Bootstrap t

Z confidence intervals

if underlying population is normal
and we know \( \sigma \)

t confidence intervals

if the underlying population is normal,
or at least symmteric and we have a large sample size
we use the sample standard deviation (aka standard error) instead of \( \sigma \)

not normal? not symmetric?

we need a sampling distribution to use instead of the t-distribution
bootstrap
previously we saw a percentage bootstrap confidence interval
now we'll study a version called the bootstrap t

Data example

Load the Bangladesh data set
make a vector of the chlorine levels
make sure to omit the NA values
Look at and comment on the sample data

library(resampledata)
chlor <- na.omit(Bangladesh$Chlorine)
hist(chlor)

plot of chunk unnamed-chunk-1

The distribution is skewed strongly to the right.

Because the data is skewed a \( t \) confidence interval is not appropriate.
Nonetheless, for comparison purposes, find a 95% \( t \) confidence interval for the mean cholorine level

Let's do a new comparison as we go.
Go back and time the t-test by adding the time commands:

start_time <- Sys.time()
t.test(chlor)


    One Sample t-test

data:  chlor
t = 6.0979, df = 268, p-value = 3.736e-09
alternative hypothesis: true mean is not equal to 0
95 percent confidence interval:
  52.87263 103.29539
sample estimates:
mean of x 
 78.08401

end_time <- Sys.time()
end_time - start_time

Time difference of 0.007549047 secs

bootstrap percentile confidence interval

Find a 95% bootstrap confidence interval
This is what we did in Chapter 5.
Remember the idea:
- do a bootstrap resample
- compute its mean
- store that mean in a vector
- repeat 10⁵ times
- find the middle 95% of the bootstrap distribution
time the bootstrap loop

Bootstrap loop

start_time <- Sys.time()
N <- 10^5
percboot <- numeric(N)
for (i in 1:N)
{samp <- sample(chlor, length(chlor), replace=T)
percboot[i] <- mean(samp)
}
end_time <- Sys.time()
end_time - start_time

Time difference of 5.656472 secs

95% bootstrap confidence interval

hist(percboot)

plot of chunk unnamed-chunk-4

quantile(percboot,c(.025, .975))

     2.5%     97.5% 
 54.98024 104.60336

Ready for t-bootstrap confidence interval

but first

let's think a little more about how t confidence intervals work
an estimate of the true mean, \( \mu \) is given by the confidence interval: \[ \begin{align} \overline{X}-q\frac{S}{\sqrt{n}} &\leq \mu \leq \overline{X}+q\frac{S}{\sqrt{n}}\\ -q\frac{S}{\sqrt{n}} &\leq \mu-\overline{X} \leq +q\frac{S}{\sqrt{n}}\\ -q &\leq \frac{\mu-\overline{X}}{\frac{S}{\sqrt{n}}} \leq +q\\ \end{align} \]

disclaimer

The statistic

\[ \frac{\mu-\overline{X}}{\frac{S}{\sqrt{n}}} \] is usually written

\[ \frac{\overline{X}-\mu}{\frac{S}{\sqrt{n}}} \]
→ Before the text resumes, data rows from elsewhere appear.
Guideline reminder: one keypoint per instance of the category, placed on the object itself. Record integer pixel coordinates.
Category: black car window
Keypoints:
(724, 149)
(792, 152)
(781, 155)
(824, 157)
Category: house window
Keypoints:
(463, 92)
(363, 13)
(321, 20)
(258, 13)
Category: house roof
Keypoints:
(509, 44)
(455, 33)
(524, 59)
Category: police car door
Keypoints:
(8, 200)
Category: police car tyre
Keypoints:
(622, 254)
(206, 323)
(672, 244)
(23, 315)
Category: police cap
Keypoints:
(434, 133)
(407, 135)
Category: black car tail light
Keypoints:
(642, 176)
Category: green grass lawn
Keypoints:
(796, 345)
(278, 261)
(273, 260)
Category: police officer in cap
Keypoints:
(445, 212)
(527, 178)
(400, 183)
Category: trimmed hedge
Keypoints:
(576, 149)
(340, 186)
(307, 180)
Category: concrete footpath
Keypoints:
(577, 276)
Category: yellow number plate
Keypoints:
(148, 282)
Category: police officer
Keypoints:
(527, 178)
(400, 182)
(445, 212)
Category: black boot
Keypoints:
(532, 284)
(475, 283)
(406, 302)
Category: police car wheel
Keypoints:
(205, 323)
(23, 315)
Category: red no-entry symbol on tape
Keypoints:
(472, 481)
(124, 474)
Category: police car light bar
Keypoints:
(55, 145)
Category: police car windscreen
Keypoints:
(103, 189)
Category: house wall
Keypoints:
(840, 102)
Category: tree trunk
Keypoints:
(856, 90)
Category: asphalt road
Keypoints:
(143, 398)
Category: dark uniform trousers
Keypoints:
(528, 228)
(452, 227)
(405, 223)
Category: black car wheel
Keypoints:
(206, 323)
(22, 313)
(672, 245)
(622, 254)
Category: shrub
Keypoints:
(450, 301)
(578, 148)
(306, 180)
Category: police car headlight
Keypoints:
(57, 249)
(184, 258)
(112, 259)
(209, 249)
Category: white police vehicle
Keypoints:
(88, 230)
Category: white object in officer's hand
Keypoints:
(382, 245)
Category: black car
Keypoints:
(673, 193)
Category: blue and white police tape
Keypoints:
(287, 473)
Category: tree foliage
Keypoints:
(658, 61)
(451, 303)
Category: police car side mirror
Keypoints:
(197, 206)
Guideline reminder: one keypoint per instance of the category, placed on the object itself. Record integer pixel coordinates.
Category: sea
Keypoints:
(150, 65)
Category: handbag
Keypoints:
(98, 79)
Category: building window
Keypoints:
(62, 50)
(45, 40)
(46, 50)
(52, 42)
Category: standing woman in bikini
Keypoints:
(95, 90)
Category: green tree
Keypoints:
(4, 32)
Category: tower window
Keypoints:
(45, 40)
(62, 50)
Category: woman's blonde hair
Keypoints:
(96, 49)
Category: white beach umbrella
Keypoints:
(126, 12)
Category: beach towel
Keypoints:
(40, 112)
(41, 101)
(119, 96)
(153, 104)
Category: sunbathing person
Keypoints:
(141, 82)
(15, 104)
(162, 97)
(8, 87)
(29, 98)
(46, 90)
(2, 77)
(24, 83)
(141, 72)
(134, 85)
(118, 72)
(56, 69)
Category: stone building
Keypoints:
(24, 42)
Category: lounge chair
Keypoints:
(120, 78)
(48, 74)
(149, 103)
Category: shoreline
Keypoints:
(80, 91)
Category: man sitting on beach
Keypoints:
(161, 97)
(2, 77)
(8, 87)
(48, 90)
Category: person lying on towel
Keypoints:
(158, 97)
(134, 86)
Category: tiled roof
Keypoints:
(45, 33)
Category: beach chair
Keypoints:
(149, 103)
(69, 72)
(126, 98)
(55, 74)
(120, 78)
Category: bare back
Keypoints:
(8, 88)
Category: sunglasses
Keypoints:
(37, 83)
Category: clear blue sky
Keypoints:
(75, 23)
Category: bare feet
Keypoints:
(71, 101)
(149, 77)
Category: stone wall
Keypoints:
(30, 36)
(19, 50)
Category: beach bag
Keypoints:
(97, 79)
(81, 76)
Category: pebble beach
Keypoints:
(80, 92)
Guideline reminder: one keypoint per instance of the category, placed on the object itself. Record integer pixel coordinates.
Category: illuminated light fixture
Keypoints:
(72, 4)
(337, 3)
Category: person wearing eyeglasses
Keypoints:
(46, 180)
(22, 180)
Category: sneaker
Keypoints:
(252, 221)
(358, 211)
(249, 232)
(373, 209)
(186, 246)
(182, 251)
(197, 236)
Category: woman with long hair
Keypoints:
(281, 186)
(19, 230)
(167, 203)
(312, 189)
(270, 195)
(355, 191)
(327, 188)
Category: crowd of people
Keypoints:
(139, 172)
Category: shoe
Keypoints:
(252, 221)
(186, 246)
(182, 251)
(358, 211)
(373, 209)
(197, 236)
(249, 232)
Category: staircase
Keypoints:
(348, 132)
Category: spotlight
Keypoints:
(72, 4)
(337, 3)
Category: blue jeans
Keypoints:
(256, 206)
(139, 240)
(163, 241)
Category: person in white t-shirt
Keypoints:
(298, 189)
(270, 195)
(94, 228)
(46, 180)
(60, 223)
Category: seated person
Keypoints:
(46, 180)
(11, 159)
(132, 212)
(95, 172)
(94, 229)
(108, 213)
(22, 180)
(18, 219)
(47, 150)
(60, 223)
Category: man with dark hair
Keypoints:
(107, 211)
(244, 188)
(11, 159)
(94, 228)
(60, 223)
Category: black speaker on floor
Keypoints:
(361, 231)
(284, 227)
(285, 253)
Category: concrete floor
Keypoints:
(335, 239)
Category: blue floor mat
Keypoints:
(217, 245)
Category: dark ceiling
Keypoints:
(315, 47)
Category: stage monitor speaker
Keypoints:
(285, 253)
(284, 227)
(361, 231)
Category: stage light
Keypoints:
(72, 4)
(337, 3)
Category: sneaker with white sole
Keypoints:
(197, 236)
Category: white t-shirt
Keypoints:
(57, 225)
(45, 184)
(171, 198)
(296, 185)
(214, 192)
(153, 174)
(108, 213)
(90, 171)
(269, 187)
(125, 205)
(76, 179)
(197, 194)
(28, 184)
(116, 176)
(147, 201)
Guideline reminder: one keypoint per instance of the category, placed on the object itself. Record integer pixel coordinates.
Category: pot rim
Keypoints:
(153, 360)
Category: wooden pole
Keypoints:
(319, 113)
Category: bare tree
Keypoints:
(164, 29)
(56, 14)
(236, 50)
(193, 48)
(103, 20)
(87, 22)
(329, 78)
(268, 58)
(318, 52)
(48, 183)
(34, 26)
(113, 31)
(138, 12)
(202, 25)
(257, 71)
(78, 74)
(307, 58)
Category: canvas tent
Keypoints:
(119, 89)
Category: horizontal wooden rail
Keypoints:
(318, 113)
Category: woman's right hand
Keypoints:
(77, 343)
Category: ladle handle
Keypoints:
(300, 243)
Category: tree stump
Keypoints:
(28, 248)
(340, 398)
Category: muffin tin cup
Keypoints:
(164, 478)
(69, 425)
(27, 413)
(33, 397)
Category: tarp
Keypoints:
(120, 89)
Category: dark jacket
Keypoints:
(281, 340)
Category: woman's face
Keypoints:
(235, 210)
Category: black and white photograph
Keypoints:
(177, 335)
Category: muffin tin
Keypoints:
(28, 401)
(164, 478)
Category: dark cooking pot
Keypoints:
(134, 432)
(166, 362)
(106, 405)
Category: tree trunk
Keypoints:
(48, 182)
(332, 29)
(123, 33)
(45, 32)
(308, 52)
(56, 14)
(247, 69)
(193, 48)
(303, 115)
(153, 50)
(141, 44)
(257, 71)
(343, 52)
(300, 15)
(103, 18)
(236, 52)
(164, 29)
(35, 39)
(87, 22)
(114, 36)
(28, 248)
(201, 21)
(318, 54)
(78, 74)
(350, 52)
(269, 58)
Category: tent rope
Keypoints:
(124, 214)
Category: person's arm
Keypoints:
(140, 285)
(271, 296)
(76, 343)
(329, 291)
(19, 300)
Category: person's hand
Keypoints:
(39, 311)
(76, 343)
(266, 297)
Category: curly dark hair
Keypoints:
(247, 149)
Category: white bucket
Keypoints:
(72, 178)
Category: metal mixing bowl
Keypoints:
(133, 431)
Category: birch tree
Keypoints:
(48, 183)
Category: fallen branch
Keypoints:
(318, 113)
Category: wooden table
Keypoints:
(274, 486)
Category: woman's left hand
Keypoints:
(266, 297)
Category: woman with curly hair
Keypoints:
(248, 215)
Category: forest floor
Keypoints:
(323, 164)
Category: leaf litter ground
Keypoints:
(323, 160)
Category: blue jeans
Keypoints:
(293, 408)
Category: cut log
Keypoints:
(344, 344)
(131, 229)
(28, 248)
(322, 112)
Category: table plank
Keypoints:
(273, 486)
My way will avoid an small complication with the inequalities

Strategy

The idea is to mimic what we do with a \( t \)-distribution
We will replace \( \mu \) with the sample mean \( \overline{x} \)
We will use a bootstrap mean for \( \overline{X} \): \( \overline{X^*} \)
We will use the standard deviation of the bootstrap resample: \( S^* \)
We will generate a distribution for \[ \frac{\overline{x}-\overline{X^*}}{\frac{S^*}{\sqrt{n}}} \] by running the resample loop many times
We will find bootstrap quantiles, \( q_1 \) and \( q_2 \) such that \[ P\left(q_1 \leq \frac{\overline{x}-\overline{X^*}}{\frac{S^*}{\sqrt{n}}} \leq q_2\right)=1-\alpha \] where \( 1-\alpha \) is the confidence level (eg. 0.95)
Unlike quantiles from a normal or \( t \) distribution \( q_1 \) and \( q_2 \) will not be symmetric

Step One

Let \( \overline{X^*} \) be the mean of a bootstrap resample
Let \( S^* \) be the standard deviation of the bootstrap resample
\( \overline{x} \) is the mean of the sample
\( n \) is the size of the sample
Compute \( \frac{\overline{x}-\overline{X^*}}{\frac{S^*}{\sqrt{n}}} \) for many (\( 10^5 \)) bootstrap resamples

Example (Exercise 7.29)

library(resampledata)
chlor <- na.omit(Bangladesh$Chlorine)

xbar=mean(chlor)
n=length(chlor)

start_time <- Sys.time()
N <- 10^5
bootT <- numeric(N)
for (i in 1:N)
{Xstar <- sample(chlor, n, replace=T)
Sstar <- sd(Xstar)
bootT[i] <- (xbar-mean(Xstar))/(Sstar/sqrt(n))
}
end_time <- Sys.time()
end_time - start_time

Time difference of 13.89275 secs

Step Two

Compute quantiles, \( q_1 \) and \( q_2 \), from this bootstrap \( t \) distribution

quantile(bootT, c(0.025, 0.975))

     2.5%     97.5% 
-1.660158  2.658922

Step Three

compute the confidence interval
you'll need the MOE:
- use the sample standard deviation
- use \( \overline{x} \) from the sample

samplesd <- sd(chlor)
xbar+quantile(bootT, 0.025)*samplesd/sqrt(length(chlor))

    2.5% 
56.82553

xbar+quantile(bootT, 0.975)*samplesd/sqrt(length(chlor))

   97.5% 
112.1318

xbar+quantile(bootT, c(0.025, 0.975))*samplesd/sqrt(length(chlor))

     2.5%     97.5% 
 56.82553 112.13177

Conclusions

The \( t \) confidence interval is almost certainly bad because the distribution of the population is not normal
However, the \( t \)-test confidence interval is fast
The bootstrap-\( t \) confidence interval is by far the most computationally expensive
Is this critical? I honestly don't know. It took about 13 seconds to run for 269 data points. In the “real world” data sets might be much larger.
Which is best? The bootstrap-\( t \) is best.
Why? Running simulations from known populations shows this to be the case. (See section 7.5.3 for this discussion.)